| > There's a beauty to engineering something having yourself as the target user, and no one else. 100%, I'm following a similar approach to you with yet another notes app solely for my own use. Have you written more about your personal project anywhere? One thing I only realised once I started building my own tools, is that you become - from day one - an unmatched world-class expert in using that tool. This seems obvious and inconsequential on the face of it, but how many pieces of software do you use where you can say with 100% certainty that you know every single thing about it? Every feature, every shortcut, how it all works internally... It's only when you use something self-crafted that you realise what this actually means. If it's a tool that you use for work or productivity - you can become exceptionally productive with it due to this from-day-one "total mastery". This compounds if you iterate. Using the tool daily and feeding back in little fixes and optimisations as you go. The tool grows with you and molds to your use of it over time. It's obvious that the tool is going to be well suited to your needs if you built it - but it was less obvious to me ahead of time what benefits the side effect of "total mastery" would also bring. For me, my notes app is now used as my personal knowledge base, project management tool, todo list, daily planning tool and for journalling. Because I built it, I'm extremely effective at using it - and it's lean and fast - only with the features that I know I need. In addition to being a very fulfilling project - it has created a degree of leverage and efficiency that I didn't expect! My conclusion is that we should all experiment more with creating our own tools. |
No, I've had plans to create a blog to write about it or make a YouTube video, but haven't come to it yet.

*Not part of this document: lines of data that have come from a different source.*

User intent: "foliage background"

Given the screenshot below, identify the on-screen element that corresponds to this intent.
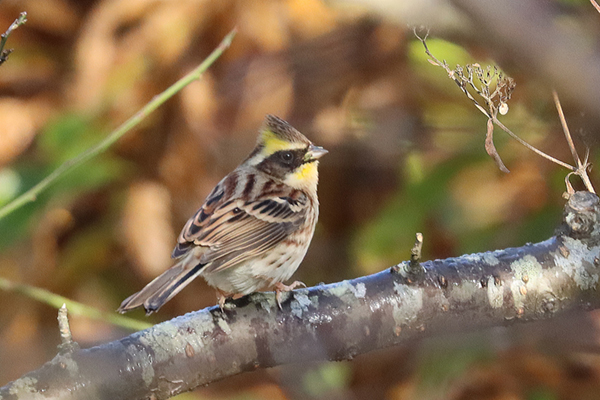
[0,0,600,400]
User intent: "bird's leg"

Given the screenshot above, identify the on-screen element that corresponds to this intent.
[215,289,229,311]
[275,281,306,310]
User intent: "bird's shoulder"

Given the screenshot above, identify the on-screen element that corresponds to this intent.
[173,170,312,257]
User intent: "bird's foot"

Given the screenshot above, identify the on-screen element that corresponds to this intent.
[275,281,306,310]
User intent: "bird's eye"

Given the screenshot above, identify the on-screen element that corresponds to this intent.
[279,151,294,164]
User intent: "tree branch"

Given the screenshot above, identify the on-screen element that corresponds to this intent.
[0,192,600,400]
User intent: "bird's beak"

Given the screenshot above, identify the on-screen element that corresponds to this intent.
[305,144,329,161]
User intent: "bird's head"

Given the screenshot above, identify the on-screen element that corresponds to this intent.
[246,115,327,190]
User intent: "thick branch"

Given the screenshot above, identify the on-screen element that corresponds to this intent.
[0,192,600,400]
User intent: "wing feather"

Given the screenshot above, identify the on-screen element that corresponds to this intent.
[173,180,309,271]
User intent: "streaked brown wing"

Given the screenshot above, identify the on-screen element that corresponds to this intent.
[174,180,308,271]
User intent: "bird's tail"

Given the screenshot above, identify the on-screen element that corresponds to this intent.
[117,258,204,314]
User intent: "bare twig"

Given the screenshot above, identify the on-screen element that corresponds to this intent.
[552,90,596,194]
[0,12,27,65]
[414,29,579,175]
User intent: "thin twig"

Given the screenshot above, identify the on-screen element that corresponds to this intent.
[552,90,596,194]
[0,29,237,219]
[414,29,576,173]
[0,12,27,65]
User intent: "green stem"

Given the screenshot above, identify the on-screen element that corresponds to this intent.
[0,29,236,219]
[0,277,152,331]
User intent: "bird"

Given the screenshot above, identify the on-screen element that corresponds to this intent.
[117,115,328,315]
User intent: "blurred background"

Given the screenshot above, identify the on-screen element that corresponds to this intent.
[0,0,600,400]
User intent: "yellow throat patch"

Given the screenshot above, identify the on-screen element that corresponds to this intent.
[285,161,319,189]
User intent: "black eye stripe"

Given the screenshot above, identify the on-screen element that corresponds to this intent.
[257,146,308,179]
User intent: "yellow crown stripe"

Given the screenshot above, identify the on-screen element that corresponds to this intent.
[262,131,306,156]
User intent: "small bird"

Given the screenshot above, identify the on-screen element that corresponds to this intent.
[117,115,327,314]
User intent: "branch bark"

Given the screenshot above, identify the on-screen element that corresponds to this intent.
[0,192,600,400]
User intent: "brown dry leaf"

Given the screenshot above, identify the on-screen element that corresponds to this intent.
[235,0,290,52]
[287,0,337,40]
[140,0,215,66]
[21,0,79,36]
[123,181,175,278]
[236,57,294,129]
[485,118,510,174]
[451,161,548,228]
[71,0,163,110]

> One thing I only realised once I started building my own tools, is that you become - from day one - an unmatched world-class expert in using that tool
This is something that I've also realized - a lot of times when we interact with software we kinda just fly by its UI to accomplish a goal, not paying much attention to its secondary features, options, quirks, etc - But when you write your own software, you have a map of everything in your head, and you don't have to guess what exactly a button does, how it does it or where you need to go to do that.